Wednesday, May 13, 2009

Nonresponse


People who respond vs. those who don’t to surveys are sometimes very different, including sometimes on key types of information that researchers are studying. Let’s say you’re studying people’s opinions about gun control. People for whom this issue is very important – let’s say, National Rifle Association members (let’s say they’re very against gun control) and relatives of gun violence victims (let’s say they’re very for gun violence) - may be much more likely to respond to questions about gun control. Because of this, surveys ostensibly of samples of the whole U.S. population may artificially suggest the public is polarized on this issue. There may, in fact, be lots of people who don’t have strong feelings for or against gun control. It may be hard to notice this if the survey research response rates among NRA members and gun violence victim relatives are much larger than response rates among other people.

But how to figure this out and what to do about it?The first paid workshop I went to at the American Association for Public Opinion Research conference on Hollywood (FL) beach this week dealt with this.

One of the key would-be presenters skipped out because the Obama Administration has just appointed him to direct the U.S. Census Bureau. A University of Nebraska professor substituted for him, joining a researcher for a private research firm.

A key point Michael Brick and Kristen Olson made was that many survey researchers focus on response rates (the percentage of people you asked to respond to a survey who actually did so) as a proxy for error due to nonresponse, to nonresponse bias. But they cited a 2008 study that showed that many studies with all different kinds of response rates can suffer from large nonresponse bias. Even with surveys with response rates of 60, 70, 80, or 90 percent, the people who respond and the people who don’t respond may be very different, even on the key variables the researchers are interested in. Conversely, surveys with response rates of 10, 20, or 30 percent may involve respondents and nonrespondents who are not very different from each other on relevant key variables. In general, this study showed that response rates (oir - inversely - nonresponse rates) are a very imperfect indicator of nonresponse bias.


A strategy for assessing nonresponse bias initially that one of my colleagues (Jack) often suggests is comparing results for a key variable on one survey with results from another another, maybe even a better survey. The workshop leaders suggested comparing results on – for example, age – for a general survey of the U.S. population that one might be working on with – let’s say, the age distribution – that comes out of the Census Bureau’s American Community Survey. In my office we can compare results for surveys of Presbyterian congregations (as answered by their leaders) with Office of the General Assembly data (that actually comes from another survey of congregations, the Session Annual Statistical Report).

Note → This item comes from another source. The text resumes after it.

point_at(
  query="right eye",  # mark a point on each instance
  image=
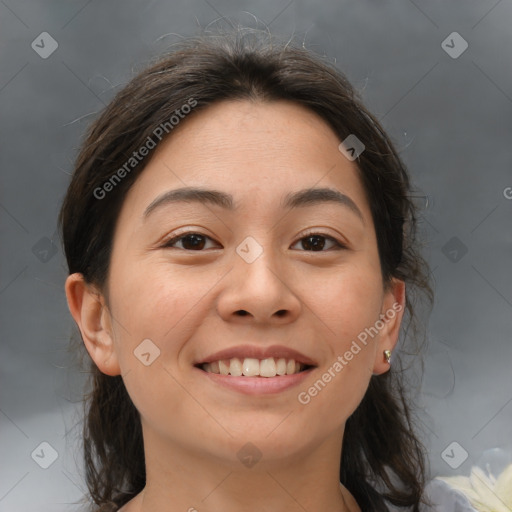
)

I was recently looking at responses to yet another survey of Presbyterian congregations (this one from last year) and comparing responses on some similar questions on another survey, this one from 2000. I was interested in change, but I was a little suspicious of some of the changes that showed up (partly because the implications seemed so bleak: more financial problems now, fewer volunteers, fewer staff, weaker vision for the future, etc.). I wondered if too many of the responses to the current survey came from small, struggling Presbyterian congregations. I went to OGA/SASR data and found that the median average worship attendance for the congregations surveyed was pretty similar to that for all PC(USA) congregations (around 70 worshipers on Sunday). That surprised me. What may have exaggerated 2000-2008 changes, however, was that the median worship attendance for congregations whose leaders responded to the 2000 survey was significantly larger than median attendance for Presbyterian congregations in general at that time. Median worship attendance has decreased a little, but not as much as you’d think from just looking at these two surveys.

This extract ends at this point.